SKT moved to 7-1 for the tournament, while TSM have work to do to make the bracket stage.

Photo via Riot Games

There was good news and bad news for North America’s LCS champions, TSM.

Flash Wolves had a just taken down SK Telecom T1, holding them to their lowest ever MSI kill score (two). Importantly, they showed how it could be done, by playing around mid Syndra and taking away Lee Sin from SKT jungler Han “Peanut” Wang-ho. Syndra is a champion that TSM mid laner Søren “Bjergsen” Bjerg plays exceptionally well. And Lee is one of struggling jungler Dennis “Svenskeren” Johnsen’s remaining reliable picks. So TSM could execute parts of the Flash Wolves’ draft.

On the other hand, when SKT lose, sometimes they get angryparticularly mid star Lee “Faker” Sang-hyeok. And you don’t want to make Faker angry.

So what would win out: TSM’s preparation and draft, or SKT’s anger? It wasn’t even a question—SKT stomped.

To be fair, TSM actually got a lot of what they wanted in the draft. They banned Lee and took Karma in the first rotation—a priority support pick. Then, fortuitously, Ivern fell to Svenskeren in the second round of picks (TSM was on blue side). Ivern’s quirky jungle clear, ability to save teammates, and sieging power has made him another one of Svenskeren’s best champions.

It appeared that things were going well, because it seemed like TSM was replicating the Flash Wolves’ strategy. The problem was that their draft was lacking the nuances of the Flash Wolves’ draft. For example, Flash Wolves hid the Syndra pick behind a Fizz, forcing Faker into a defensive counter matchup. TSM didn’t do that, getting Kennen instead for Kevin “Hauntzer” Yarnell. SKT was able to sit back and counter most of TSM’s moves.

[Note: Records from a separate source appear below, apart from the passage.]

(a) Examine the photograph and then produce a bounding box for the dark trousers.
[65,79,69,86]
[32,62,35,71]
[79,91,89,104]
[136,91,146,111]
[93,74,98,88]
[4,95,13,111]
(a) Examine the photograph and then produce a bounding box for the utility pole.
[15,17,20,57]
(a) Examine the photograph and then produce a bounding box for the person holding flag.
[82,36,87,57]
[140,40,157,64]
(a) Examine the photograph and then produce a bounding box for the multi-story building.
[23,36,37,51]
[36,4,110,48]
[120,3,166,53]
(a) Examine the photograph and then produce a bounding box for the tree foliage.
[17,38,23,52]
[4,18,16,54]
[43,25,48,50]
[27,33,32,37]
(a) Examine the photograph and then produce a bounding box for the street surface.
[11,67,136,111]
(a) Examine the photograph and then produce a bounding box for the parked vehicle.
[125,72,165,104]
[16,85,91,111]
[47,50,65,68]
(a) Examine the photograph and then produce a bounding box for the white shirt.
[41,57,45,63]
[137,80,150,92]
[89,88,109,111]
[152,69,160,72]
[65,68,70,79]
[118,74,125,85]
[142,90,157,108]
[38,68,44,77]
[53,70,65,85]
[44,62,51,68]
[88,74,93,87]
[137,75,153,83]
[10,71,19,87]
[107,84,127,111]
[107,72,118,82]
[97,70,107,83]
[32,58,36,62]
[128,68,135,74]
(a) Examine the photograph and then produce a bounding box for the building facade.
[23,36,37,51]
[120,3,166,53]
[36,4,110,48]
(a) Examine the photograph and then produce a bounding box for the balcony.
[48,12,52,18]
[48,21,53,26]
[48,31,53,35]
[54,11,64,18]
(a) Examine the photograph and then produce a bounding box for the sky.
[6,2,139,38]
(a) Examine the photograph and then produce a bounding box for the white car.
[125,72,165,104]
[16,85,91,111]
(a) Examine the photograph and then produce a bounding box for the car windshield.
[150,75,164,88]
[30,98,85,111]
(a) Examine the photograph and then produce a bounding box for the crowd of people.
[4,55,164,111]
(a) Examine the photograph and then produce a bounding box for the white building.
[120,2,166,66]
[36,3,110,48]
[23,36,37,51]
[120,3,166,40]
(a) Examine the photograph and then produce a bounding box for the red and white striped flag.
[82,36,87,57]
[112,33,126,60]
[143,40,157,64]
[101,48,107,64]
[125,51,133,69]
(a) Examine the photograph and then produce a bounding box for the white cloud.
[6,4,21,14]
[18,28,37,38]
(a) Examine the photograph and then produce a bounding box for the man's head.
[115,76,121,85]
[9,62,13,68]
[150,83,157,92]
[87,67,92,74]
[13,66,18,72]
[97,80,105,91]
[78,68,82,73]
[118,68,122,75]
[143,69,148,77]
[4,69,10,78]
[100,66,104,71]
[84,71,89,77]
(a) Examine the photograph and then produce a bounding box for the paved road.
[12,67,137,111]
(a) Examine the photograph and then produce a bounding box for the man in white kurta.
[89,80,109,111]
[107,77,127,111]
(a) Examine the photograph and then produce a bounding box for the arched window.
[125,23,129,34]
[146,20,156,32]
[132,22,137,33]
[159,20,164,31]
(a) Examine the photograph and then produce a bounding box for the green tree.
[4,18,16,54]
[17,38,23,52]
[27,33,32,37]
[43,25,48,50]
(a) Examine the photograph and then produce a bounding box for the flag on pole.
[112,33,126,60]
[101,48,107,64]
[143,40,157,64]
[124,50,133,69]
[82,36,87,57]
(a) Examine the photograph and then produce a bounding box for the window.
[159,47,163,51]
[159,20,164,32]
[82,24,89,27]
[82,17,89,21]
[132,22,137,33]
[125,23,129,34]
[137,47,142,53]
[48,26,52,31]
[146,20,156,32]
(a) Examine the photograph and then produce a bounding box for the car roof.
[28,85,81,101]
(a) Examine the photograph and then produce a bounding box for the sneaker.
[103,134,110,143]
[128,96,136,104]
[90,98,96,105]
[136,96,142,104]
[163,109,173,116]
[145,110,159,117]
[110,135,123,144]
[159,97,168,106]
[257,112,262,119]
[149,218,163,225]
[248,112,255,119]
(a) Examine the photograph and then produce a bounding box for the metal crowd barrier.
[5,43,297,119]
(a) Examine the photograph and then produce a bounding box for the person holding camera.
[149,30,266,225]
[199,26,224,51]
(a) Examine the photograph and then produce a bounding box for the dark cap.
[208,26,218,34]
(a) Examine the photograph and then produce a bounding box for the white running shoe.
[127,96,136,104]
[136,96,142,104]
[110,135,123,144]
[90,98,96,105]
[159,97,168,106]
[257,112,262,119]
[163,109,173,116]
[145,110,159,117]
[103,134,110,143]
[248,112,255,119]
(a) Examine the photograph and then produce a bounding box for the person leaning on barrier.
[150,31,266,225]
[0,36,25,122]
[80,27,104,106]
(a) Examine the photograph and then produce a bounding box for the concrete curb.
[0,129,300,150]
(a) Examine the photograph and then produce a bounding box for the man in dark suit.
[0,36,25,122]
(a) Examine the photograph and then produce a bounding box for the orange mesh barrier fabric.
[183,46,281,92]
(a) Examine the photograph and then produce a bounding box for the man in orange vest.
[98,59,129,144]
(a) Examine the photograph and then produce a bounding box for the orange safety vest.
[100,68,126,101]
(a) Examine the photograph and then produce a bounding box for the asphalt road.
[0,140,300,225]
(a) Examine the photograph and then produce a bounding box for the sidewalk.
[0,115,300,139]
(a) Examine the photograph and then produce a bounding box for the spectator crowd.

To counter the Kennen, SKT top laner Heo “Huni” Seung-hoon took Galio, a recent meta pick that some teams are still unfamiliar with. Hauntzer is familiar with Huni, having spent most of 2016 duking it out with the then-Immortals star. But he didn’t look comfortable against Galio at all.

That one kill set the tone for the rest of the game. TSM were out-executed by SKT at a mechanical level, making TSM’s best plans moot. Sure, they had some success around the mid lane, and Svenskeren actually had a pretty good game on Ivern—many more kills would have gone to SKT if not for his clutch saves.

But this dominating victory by SKT proved that the talent discrepancy between these two teams is too great. TSM was never expected to win this game—they just needed to compete. But they didn’t compete nearly hard enough.

North America’s champions have a lot of work to do on the last day of the MSI group stage to prove that they are worthy of moving on.